Here are the 4 Main Purposes and Features of Cyber Security Principles;
The cyber security principles
Purpose of the cyber security principles
The purpose of cyber security principles is to provide strategic guidance on how an organization can protect its systems and data from cyber threats. These cyber security principles are grouped into four key activities: govern, protect, detect and respond & Features of Cyber Security Principles.
Govern: Identifying and managing security risks.
Protect: Implementing controls to reduce security risks.
Detect: Detecting and understanding cyber security events to identify cyber security incidents.

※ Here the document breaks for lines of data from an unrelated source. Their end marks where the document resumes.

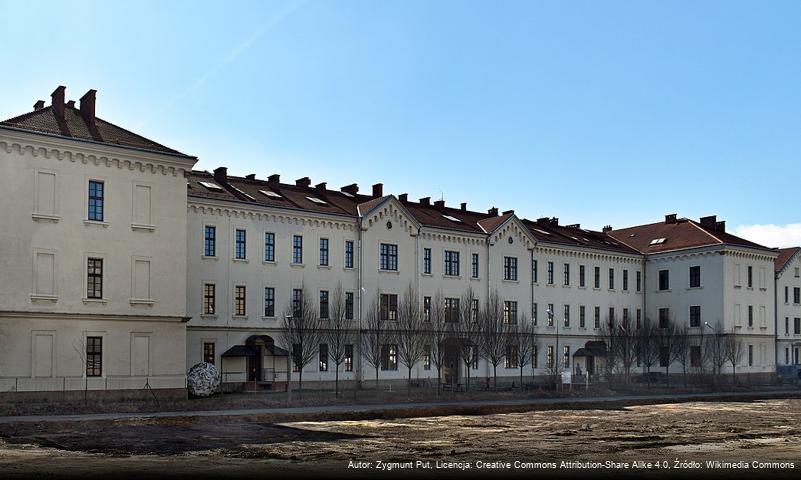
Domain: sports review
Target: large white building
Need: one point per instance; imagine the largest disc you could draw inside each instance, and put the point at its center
(125, 267)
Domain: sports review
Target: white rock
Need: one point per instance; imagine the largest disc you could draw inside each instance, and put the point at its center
(203, 379)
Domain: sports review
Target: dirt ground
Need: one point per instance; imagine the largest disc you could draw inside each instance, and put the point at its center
(758, 431)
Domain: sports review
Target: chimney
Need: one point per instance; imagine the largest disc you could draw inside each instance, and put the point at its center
(88, 106)
(221, 174)
(709, 222)
(58, 101)
(353, 189)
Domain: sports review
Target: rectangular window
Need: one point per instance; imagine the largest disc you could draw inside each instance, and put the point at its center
(348, 358)
(510, 268)
(94, 356)
(323, 357)
(452, 310)
(209, 299)
(269, 247)
(94, 284)
(323, 252)
(96, 200)
(664, 317)
(389, 357)
(297, 249)
(297, 302)
(208, 352)
(389, 257)
(210, 241)
(348, 253)
(324, 304)
(510, 312)
(348, 305)
(389, 306)
(695, 276)
(239, 301)
(241, 244)
(451, 263)
(269, 301)
(664, 280)
(510, 359)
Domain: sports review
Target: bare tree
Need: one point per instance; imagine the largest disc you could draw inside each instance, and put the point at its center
(409, 334)
(468, 328)
(521, 336)
(374, 336)
(733, 350)
(302, 334)
(437, 331)
(338, 332)
(494, 329)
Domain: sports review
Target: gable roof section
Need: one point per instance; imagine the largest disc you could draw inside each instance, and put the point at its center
(680, 234)
(785, 255)
(74, 126)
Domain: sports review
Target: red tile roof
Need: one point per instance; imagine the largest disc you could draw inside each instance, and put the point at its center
(785, 254)
(679, 234)
(74, 126)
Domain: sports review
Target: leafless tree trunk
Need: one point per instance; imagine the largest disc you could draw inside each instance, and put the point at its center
(302, 334)
(494, 332)
(338, 332)
(409, 332)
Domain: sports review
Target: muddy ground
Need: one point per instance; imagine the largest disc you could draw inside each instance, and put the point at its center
(763, 431)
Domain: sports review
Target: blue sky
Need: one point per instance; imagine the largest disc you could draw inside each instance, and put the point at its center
(594, 112)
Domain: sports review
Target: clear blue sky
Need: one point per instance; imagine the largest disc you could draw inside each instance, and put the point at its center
(594, 112)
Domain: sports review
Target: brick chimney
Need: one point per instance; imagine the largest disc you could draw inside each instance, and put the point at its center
(353, 189)
(58, 100)
(88, 106)
(221, 174)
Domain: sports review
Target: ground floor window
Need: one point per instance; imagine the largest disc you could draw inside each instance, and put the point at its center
(208, 352)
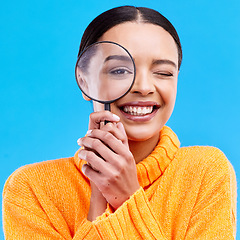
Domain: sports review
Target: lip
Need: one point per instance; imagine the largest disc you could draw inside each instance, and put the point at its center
(140, 118)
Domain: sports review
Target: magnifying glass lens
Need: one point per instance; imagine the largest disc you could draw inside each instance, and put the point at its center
(105, 71)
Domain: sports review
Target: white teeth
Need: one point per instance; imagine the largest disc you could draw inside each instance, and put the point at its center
(138, 111)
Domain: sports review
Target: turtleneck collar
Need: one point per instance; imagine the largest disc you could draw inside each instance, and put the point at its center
(154, 165)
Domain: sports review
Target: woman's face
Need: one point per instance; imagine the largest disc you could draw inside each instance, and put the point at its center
(150, 102)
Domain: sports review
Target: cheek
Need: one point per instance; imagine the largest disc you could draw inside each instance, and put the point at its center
(167, 92)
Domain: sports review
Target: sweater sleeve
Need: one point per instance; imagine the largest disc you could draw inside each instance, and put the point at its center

Respond: Responding to and recovering from cyber security bottom idents.
1) GOVERN PRINCIPLES
The governing principles are:
G1: A Chief Information Security Officer is in charge of leading cyber security and keeping an eye on it.

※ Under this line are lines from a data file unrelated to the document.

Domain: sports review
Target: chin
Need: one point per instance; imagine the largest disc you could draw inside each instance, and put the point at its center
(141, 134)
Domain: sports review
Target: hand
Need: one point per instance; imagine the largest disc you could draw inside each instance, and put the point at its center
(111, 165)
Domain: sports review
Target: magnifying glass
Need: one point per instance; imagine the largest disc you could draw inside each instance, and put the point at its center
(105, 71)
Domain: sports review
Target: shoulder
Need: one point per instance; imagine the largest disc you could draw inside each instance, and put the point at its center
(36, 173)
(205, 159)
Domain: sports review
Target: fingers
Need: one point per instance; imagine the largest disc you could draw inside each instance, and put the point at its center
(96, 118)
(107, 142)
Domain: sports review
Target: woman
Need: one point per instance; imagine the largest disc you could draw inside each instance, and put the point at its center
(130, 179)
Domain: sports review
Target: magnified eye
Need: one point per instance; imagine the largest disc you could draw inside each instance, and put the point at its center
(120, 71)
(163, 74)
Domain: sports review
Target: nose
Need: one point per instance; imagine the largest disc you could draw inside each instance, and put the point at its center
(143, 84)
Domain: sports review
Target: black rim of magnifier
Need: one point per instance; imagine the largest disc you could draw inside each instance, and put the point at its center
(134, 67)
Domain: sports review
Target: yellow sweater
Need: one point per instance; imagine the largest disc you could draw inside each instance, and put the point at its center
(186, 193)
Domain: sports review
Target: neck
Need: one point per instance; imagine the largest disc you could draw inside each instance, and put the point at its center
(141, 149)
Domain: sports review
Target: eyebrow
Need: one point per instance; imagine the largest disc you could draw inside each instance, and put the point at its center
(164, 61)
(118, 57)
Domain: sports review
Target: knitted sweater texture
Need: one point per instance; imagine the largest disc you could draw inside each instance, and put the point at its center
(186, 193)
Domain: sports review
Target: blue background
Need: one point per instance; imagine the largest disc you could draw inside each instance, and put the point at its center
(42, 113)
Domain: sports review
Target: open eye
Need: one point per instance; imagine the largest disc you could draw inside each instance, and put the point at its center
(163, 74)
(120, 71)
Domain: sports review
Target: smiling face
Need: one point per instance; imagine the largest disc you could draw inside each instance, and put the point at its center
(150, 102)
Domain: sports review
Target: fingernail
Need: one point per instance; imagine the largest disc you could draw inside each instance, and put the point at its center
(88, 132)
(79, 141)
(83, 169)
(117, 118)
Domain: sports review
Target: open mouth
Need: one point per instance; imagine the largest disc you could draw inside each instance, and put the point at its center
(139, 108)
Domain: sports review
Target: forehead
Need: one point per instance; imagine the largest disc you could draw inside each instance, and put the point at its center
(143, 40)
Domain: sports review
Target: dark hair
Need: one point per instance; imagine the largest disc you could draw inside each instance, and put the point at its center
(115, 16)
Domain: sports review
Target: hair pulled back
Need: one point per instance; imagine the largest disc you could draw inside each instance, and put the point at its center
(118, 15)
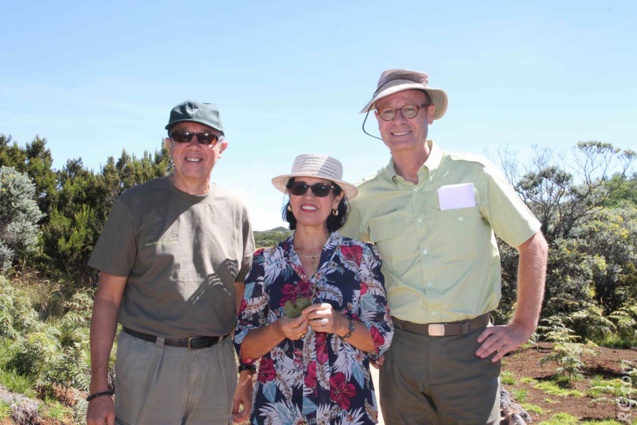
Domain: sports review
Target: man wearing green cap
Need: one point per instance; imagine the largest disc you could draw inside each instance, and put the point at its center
(172, 259)
(433, 216)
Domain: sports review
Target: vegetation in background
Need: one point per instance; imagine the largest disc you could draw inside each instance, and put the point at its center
(50, 220)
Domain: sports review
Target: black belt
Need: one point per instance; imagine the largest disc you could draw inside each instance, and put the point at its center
(444, 329)
(192, 343)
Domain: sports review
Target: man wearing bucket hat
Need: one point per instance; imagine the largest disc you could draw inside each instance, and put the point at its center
(172, 258)
(433, 215)
(314, 311)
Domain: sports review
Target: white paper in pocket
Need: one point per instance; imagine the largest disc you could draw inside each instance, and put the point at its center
(456, 196)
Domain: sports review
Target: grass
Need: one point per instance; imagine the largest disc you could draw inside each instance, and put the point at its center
(532, 408)
(5, 410)
(17, 383)
(520, 395)
(55, 410)
(615, 387)
(507, 378)
(553, 388)
(561, 419)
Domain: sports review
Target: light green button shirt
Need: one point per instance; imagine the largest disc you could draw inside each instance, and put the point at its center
(436, 238)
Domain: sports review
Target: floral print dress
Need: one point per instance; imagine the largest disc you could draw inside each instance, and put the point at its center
(319, 379)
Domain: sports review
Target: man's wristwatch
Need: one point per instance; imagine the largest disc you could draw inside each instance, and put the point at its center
(351, 327)
(251, 367)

G2: The value and identity of systems, applications, and data are found and written down.
G3: The requirements for privacy, security, and availability of systems, applications, and data are set and written down.
G4: Processes for managing security risks are built into frameworks for managing risks in an organization Features of Cyber Security Principles.

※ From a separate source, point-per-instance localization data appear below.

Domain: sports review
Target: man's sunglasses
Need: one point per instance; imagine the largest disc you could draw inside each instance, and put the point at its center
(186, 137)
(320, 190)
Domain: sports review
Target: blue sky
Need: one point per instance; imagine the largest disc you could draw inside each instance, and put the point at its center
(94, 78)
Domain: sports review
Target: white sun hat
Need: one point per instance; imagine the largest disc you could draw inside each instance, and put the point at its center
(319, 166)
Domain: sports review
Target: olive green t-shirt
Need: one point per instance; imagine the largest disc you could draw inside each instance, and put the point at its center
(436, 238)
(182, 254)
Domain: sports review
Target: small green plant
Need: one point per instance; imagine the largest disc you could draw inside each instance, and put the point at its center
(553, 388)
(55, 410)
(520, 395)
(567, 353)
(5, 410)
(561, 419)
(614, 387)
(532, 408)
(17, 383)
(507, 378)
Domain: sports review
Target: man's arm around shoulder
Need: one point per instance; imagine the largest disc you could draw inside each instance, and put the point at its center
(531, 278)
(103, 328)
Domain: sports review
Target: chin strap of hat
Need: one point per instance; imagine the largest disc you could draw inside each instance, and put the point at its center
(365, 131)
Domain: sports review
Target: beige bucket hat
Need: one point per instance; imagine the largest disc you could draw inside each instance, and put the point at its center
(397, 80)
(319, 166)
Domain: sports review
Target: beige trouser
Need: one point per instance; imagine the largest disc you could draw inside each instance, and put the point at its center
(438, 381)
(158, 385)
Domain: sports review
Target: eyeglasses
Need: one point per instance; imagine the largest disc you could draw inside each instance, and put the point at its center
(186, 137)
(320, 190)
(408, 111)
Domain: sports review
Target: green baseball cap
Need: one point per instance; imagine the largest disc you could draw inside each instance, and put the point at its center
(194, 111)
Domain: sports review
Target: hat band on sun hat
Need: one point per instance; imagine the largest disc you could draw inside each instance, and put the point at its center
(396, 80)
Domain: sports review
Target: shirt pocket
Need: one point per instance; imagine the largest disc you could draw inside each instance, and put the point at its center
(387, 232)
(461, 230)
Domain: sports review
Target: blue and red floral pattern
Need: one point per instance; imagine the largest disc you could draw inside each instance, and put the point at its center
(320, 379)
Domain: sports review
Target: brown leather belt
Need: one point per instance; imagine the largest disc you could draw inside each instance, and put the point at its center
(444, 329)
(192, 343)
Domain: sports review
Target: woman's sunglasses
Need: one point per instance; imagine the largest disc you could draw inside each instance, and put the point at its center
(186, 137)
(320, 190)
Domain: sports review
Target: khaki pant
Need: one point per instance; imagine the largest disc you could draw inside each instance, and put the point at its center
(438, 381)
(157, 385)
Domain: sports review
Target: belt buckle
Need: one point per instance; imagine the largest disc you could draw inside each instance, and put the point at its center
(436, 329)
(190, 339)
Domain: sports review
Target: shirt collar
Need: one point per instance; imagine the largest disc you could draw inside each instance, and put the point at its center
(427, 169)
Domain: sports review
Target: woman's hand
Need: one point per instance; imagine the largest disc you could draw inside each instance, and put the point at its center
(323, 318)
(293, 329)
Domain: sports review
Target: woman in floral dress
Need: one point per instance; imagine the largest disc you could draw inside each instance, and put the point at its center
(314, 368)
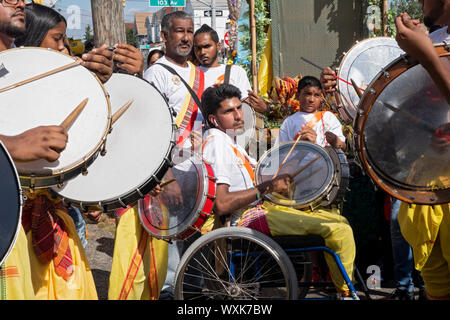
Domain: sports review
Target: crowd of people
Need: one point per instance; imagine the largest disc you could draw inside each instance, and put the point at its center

G5: Security risks are found, written down, managed, and accepted both before systems and apps are given permission to be used and while they are in use.
2) PROTECT PRINCIPLES
The protection principles are:
P1: Systems and applications are designed, deployed, maintained, and shut down based on their value and the requirements for their availability, confidentiality, and integrity.
P2: Trusted suppliers deliver and support systems and applications.
P3: Systems and applications are set up to make them harder to break into.
P4: Systems and apps are managed in a way that is safe and accountable.
P5: Security holes in systems and applications are found and fixed as soon as possible Features of Cyber Security Principles.
P6: Only operating systems, applications, and computer code that can be trusted and are supported can run on systems.
P7: Data is encrypted both when it is at rest and when it is moving from one system to another.
P8: Data sent from one system to another is controlled and can be checked.
P9: Data, programs, and configuration settings are backed up regularly safely, and reliably Features of Cyber Security Principles.
P10: Only people who have been trusted and checked out can get into systems, applications, and data stores.
P11: Employees are only given access to systems, applications, and data stores that they need to do their jobs.
P12: There are many ways to find out who is using systems, applications, and data repositories and make sure they are who they say they are.
P13: The staff gets ongoing training on cyber security awareness.
P14: Only authorized people can physically get into systems, their supporting infrastructure, and facilities.
3) DETECT PRINCIPLES
The detection principles are:
D1: Cyber security events are found by collecting and analyzing event logs in a timely way Features of Cyber Security Principles.
D2: Cyber security events are looked at quickly so that cyber security incidents can be found.
4) RESPOND TO PRINCIPLES
The response principles are:
R1: Cyber security problems are quickly reported inside and outside the organization to the right people or groups.
R2: Cyber security incidents are quickly stopped, fixed, and recovered from.
R3: Plans for business continuity and disaster recovery are implemented when needed Features of Cyber Security Principles.
Maturity modeling
When putting the cyber security principles into action, an organization can use the following maturity model to measure how well each principle, group of principles or the principles as a whole are being put into action. The five stages in the model of maturity are the Features of Cyber Security Principles:
Incomplete
The cyber security principles are only partly or not at all put into practice.
First, the cyber security principles are used, but not well or in a consistent way Features of Cyber Security Principles.
Developing
The cyber security principles are put into place well, but it depends on the project.
Managing: Cybersecurity principles have become standard business practices and are robustly put into place throughout the whole organization & its Features of Cyber Security Principles.
Optimizing
When it comes to putting cyber security principles into action across the organization, there is a clear focus on optimization and continuous improvement Features of Cyber Security Principles.